To try and tackle these and other issues—such as reliance on petrochemicals—scientists from labs around the world have begun looking for new ways to synthesize polyurethane using bio-based resources. But these efforts have largely had mixed results. Some lacked the performance needed for industry applications. Others were not completely renewable.
The challenge to improve polyurethane, then, remained ripe for innovation.
“We can do better than this,” thought Pienkos five years ago when he first encountered the predicament. Energized by the opportunity, he joined with Dong and Lieve Laurens, also of NREL, on a search for a better polyurethane chemistry.

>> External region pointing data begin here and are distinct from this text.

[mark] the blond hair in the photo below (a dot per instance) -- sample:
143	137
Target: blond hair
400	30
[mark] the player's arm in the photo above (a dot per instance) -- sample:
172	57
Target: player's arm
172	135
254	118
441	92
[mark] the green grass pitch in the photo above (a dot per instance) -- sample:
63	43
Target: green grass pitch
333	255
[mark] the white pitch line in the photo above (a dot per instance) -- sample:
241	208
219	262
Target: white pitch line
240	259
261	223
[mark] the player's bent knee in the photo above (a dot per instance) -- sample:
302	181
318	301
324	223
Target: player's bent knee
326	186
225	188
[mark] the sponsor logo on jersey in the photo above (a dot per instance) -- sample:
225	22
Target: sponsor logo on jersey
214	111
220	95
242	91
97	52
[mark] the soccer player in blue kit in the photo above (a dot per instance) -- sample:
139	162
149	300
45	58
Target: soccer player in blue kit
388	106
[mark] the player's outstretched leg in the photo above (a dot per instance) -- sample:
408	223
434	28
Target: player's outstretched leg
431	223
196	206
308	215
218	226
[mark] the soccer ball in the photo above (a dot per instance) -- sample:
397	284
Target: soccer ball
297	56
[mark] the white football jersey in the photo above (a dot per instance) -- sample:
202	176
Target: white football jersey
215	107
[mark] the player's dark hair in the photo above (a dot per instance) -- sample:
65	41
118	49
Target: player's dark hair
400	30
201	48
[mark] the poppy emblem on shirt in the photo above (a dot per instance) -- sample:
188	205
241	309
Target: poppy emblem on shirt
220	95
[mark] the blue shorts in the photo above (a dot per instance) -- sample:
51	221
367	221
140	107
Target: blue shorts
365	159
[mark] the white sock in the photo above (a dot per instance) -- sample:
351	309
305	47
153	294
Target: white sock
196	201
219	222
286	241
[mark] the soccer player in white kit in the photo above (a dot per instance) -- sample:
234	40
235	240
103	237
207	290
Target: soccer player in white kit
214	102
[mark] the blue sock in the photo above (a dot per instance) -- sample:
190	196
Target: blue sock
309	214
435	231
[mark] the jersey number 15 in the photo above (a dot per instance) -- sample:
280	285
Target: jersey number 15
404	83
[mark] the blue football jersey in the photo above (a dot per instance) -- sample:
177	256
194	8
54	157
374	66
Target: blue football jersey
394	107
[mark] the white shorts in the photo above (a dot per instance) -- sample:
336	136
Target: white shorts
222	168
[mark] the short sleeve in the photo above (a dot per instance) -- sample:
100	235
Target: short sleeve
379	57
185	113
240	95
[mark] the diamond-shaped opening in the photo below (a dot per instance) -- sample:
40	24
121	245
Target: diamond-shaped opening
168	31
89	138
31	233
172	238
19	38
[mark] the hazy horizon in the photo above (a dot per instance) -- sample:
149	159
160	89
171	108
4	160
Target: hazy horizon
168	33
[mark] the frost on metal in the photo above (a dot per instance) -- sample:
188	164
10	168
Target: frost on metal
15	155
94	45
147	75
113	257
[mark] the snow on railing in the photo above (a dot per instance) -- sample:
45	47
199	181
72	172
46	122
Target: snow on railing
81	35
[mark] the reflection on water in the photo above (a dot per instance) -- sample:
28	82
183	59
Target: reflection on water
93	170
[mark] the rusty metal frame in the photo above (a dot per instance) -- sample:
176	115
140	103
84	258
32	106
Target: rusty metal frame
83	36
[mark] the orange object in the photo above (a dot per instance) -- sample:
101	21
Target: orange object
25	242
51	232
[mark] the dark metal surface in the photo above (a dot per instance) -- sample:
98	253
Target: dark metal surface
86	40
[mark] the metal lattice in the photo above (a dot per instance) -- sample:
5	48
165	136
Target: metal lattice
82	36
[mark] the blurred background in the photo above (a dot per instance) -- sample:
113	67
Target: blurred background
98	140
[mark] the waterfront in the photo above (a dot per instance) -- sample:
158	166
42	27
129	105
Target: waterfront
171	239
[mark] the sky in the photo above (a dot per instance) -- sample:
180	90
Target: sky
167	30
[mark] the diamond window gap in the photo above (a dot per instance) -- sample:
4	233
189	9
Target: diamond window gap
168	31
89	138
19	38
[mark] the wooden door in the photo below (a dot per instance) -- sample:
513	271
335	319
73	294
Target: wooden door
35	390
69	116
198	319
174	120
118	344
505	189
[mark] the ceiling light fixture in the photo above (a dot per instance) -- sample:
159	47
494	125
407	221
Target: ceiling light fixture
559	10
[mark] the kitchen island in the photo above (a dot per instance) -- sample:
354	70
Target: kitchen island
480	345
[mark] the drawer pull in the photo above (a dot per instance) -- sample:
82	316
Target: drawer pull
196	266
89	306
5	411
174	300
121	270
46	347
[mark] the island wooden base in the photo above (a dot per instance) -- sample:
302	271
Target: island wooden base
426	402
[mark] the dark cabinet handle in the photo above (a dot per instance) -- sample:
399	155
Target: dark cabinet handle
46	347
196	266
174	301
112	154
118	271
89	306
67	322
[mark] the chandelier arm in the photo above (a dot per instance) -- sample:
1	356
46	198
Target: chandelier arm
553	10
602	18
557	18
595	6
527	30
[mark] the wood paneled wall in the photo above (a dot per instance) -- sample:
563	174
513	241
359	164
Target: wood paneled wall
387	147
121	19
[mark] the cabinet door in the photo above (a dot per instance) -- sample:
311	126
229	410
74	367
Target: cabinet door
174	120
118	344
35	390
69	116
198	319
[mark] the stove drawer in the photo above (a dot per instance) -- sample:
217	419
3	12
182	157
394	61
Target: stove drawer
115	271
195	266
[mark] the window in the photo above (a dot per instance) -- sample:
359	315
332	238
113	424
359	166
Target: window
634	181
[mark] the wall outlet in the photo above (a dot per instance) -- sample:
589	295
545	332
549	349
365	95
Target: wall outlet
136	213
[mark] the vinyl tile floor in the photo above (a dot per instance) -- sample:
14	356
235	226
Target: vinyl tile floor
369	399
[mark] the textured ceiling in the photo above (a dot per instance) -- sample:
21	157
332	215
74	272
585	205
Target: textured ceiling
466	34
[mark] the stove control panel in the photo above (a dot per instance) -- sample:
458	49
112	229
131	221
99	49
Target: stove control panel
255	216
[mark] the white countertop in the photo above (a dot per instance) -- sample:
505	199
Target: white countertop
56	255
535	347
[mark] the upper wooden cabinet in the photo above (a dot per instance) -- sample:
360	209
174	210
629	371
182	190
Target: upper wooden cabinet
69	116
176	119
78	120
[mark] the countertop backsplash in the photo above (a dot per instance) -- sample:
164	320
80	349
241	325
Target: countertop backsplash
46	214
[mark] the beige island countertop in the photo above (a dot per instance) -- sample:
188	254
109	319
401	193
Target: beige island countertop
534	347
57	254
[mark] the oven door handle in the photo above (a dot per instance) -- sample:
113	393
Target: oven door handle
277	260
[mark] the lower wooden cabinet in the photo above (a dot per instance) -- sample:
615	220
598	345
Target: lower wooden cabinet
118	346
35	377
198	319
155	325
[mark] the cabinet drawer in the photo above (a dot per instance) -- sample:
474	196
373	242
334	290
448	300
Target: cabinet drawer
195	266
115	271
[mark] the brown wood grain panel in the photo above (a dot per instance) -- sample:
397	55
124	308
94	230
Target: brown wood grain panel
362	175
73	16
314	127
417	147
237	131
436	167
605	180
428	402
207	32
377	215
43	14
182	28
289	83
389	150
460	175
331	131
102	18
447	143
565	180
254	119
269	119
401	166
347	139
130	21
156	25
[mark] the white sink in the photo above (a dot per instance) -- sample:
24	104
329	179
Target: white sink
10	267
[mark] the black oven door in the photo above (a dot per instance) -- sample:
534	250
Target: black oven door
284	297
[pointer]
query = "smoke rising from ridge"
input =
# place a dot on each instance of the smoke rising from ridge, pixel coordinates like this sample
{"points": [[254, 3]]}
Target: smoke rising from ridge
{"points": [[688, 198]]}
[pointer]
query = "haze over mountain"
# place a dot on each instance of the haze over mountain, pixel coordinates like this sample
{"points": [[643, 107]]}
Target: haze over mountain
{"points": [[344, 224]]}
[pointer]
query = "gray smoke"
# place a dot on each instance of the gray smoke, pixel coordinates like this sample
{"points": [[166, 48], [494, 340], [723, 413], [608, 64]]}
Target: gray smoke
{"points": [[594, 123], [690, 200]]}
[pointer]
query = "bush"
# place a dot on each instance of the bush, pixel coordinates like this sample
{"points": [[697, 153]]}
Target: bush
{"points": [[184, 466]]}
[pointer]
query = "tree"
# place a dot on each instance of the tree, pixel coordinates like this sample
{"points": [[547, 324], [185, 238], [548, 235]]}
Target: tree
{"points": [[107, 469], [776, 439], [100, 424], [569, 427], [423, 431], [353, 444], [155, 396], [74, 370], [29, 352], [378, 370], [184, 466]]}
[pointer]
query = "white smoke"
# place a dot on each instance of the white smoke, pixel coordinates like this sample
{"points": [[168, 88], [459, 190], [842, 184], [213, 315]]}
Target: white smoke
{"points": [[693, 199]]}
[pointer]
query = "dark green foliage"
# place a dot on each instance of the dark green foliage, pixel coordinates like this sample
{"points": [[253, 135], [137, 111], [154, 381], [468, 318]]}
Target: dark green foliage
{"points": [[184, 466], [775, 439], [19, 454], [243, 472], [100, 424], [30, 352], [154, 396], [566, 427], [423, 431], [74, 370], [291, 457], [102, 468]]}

The idea grew from a seemingly unrelated laboratory problem: lowering the cost of algae biofuels. As with many conventional petrochemical refining processes, biofuel refiners look for ways to use the coproducts of their processes as a source of revenue.
The question becomes much the same for algae biorefining. Can the waste lipids and amino acids from the process become ingredients for a prized recipe for polyurethane that is both renewable and nontoxic?
For Dong, answering the question at the basic chemical level was the easy part—of course they could. Scientists in the 1950s had shown it was possible to synthesize polyurethane from non-isocyanate pathways.
The real challenge, Dong said, was figuring out how to speed up that reaction to compete
with conventional processes. He needed to produce polymers that performed at least
as well as conventional materials, a major technical barrier to commercializing bio-based
polyurethanes.
“The reactivity of the non-isocyanate, bio-based processes described in the literature is slower,” Dong explained. “So we needed to make sure we had reactivity comparable to conventional chemistry.”
NREL’s process overcomes the barrier by developing bio-based formulas through a clever chemical process. It begins with an epoxidation process, which prepares the base oil—anything from canola oil or linseed oil to algae or food waste—for further chemical reactions. By reacting these epoxidized fatty acids with CO2 from the air or flue gas, carbonated monomers are produced. Lastly, Dong combines the carbonated monomers with diamines (derived from amino acids, another bio-based source) in a polymerization process that yields a material that cures into a resin—non-isocyanate polyurethane.